Ia kelahiran Surakarta, Jawa Tengah. Karirnya diawali dengan belajar di Fakultas Sastra, Jurusan Sejarah, Universitas Diponegoro (Undip), Semarang. Lulus dari sana, ia langsung menyeberang ke Pontianak, mengikuti sang suami, Siswanto. Yang merupakan teman sekampus.

Siswanto, orang Jawa Pontianak. Sekarang ini, ia bekerja di kantor Bappeda, Kota Pontianak. Dari perkawinannya, Lisyawati dikarunia lima kanak. Empat lelaki dan satu perempuan.

Tak mudah memulai kehidupan baru di Pontianak. Dengan keragaman masyarakat, budaya, dan etnis, jadi tantangan sendiri. Kesulitan terutama dalam masalah sarana dan prasarana. Ketika musim kemarau, kehidupan seakan terhenti. Air susah. Ledeng tak mengalir. Air hujan pun jadi pilihan.

Pertama minum air hujan yang ditampung di tempayan, ia merasa geli. Seiring berjalannya waktu, ia terbiasa. Karena memang itulah, satu-satunya air minum yang bisa dikonsumsi. Mengandalkan air PAM, kualitasnya masih sebatas, kebutuhan mandi, cuci dan kakus. Belum lagi, masalah kabut asap dan selera makanan.

Menurutnya, masyarakat Pontianak lebih menyukai nasi manyar. Nasi agak kering dan memisah. Sementara ia, terbiasa makan nasi agak lengket, seperti ketan.

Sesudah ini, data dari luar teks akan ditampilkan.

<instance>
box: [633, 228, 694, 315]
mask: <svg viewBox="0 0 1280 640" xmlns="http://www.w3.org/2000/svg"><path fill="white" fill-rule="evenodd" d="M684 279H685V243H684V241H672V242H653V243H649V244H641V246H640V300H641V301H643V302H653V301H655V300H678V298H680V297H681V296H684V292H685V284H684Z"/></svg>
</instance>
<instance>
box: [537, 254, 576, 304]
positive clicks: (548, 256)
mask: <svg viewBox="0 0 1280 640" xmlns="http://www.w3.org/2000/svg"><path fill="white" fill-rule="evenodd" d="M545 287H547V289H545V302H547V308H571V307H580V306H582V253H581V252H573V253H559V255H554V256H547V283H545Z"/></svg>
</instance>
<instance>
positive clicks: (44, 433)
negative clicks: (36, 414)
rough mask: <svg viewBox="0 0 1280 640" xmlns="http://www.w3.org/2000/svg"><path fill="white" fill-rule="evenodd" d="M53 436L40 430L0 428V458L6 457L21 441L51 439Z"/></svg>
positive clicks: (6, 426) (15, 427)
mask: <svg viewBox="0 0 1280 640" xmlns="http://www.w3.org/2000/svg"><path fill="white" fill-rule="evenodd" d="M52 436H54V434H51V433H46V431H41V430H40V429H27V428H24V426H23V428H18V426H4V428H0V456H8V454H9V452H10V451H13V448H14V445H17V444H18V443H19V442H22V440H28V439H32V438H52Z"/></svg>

“Itu masa-masa sulit,” katanya. Tak mudah menghadapi. Butuh waktu tiga hingga lima tahun penyesuaian.

Beruntung, ia punya suami yang mengerti dan menguatkannya. Selain itu, tuntutan profesi dan berbagai penelitian yang ia lakukan, makin membuatnya mencintai kota ini. Banyak hal baru bisa digali.

Ada beberapa kendala memang dalam penelitian. Ia sulit mendapatkan sumber lisan, maupun tertulis. Dokumen penting sebagai pendukung sejarah. Ini tentu saja menyulitkan dirinya, ketika menulis. Padahal, Kalbar merupakan ladang penelitian yang tidak ada habisnya. Beragam etnis, budaya, dan sejarah, seakan tak ada habisnya untuk digali.

Penelitian lapangan juga memberinya berbagai pengalaman pribadi. Kadang lucu dan menggelikan. Misalnya saja, ketika ia melakukan penelitian di Sambas. Ia harus mandi di sungai. Apa boleh buat, inilah satu-satunya sarana membersihkan diri.

Mandi di sungai bukan tak ada kendala. Ia harus berjalan melewati perkampungan. Dengan memakai kemban atau kain yang dililitkan ke badan sebatas dada. Karena malu dan tak terbiasa, ia harus menunggu hingga perkampungan sepi dan gelap. Jadi, kalau mandi pagi, ia harus menyeberang kampung pada jam lima pagi. Bila mandi sore, ia harus menunggu hingga jam setengah tujuh malam.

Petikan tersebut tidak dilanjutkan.